È probabile che abbiamo un resoconto leggermente distorto del ritorno di Cristo da un lungo viaggio. Secondo i Vangeli, egli entrò a Gerusalemme e fu accolto con gioia da folle di persone. Persone provenienti da diversi luoghi cominciarono ad accorrere da Cristo, in cerca di guarigione, consigli e aiuto.

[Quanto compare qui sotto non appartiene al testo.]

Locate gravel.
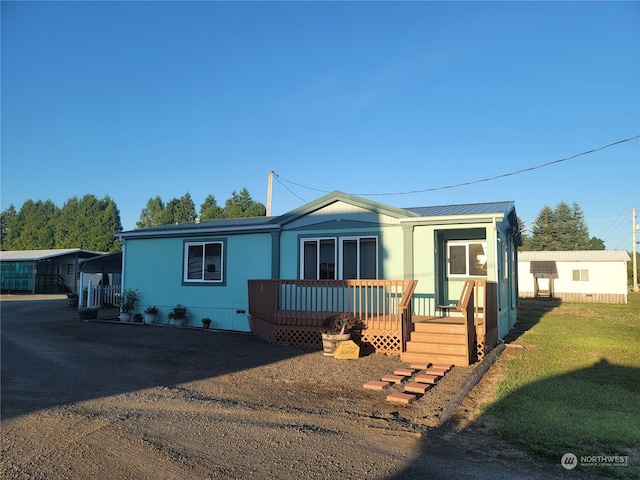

In tutto il suo libro, Flavio Filostrato sottolinea l'immensa popolarità di Cristo. Ecco uno dei tanti passaggi. “Tali furono i suoi atti in Rodi; ed ecco ciò che fece ad Alessandria, dopo che vi giunse per mare. Alessandria lo amava già in sua assenza, e gli abitanti della città desideravano Apollonio come un amante desidera l'altro. L'Alto Egitto è un paese profondamente dedito alla religione, e la popolazione lo supplicava di visitare la loro patria: presso di loro infatti Apollonio era celebre, dato che di qui molti si recano in Egitto e dall'Egitto molti vengono nelle nostre terre; e gli Egiziani già tendevano le orecchie per ascoltarlo. Mentre dunque procedeva dalla nave verso la città, lo ammiravano come un dio e gli facevano largo nelle vie, come accade per le processioni sacre.” [876: 2a], p. 105.
31. NEL TEMPIO, APOLLONIO CONDANNA LA VANITÀ E I CATTIVI COSTUMI.
Il racconto evangelico della cacciata dei mercanti dal tempio da parte di Cristo è ben noto. "Gesù entrò nel tempio di Dio, scacciò tutti i venditori e i cambiavalute del tempio, rovesciò i tavoli dei cambiavalute e i banchi dei venditori di colombe e disse loro: "Sta scritto: La mia casa sarà chiamata casa di preghiera, ma voi ne avete fatto un covo di ladri"" (Matteo 21:12-13). Si veda la Figura 1.62 e la Figura 1.62a.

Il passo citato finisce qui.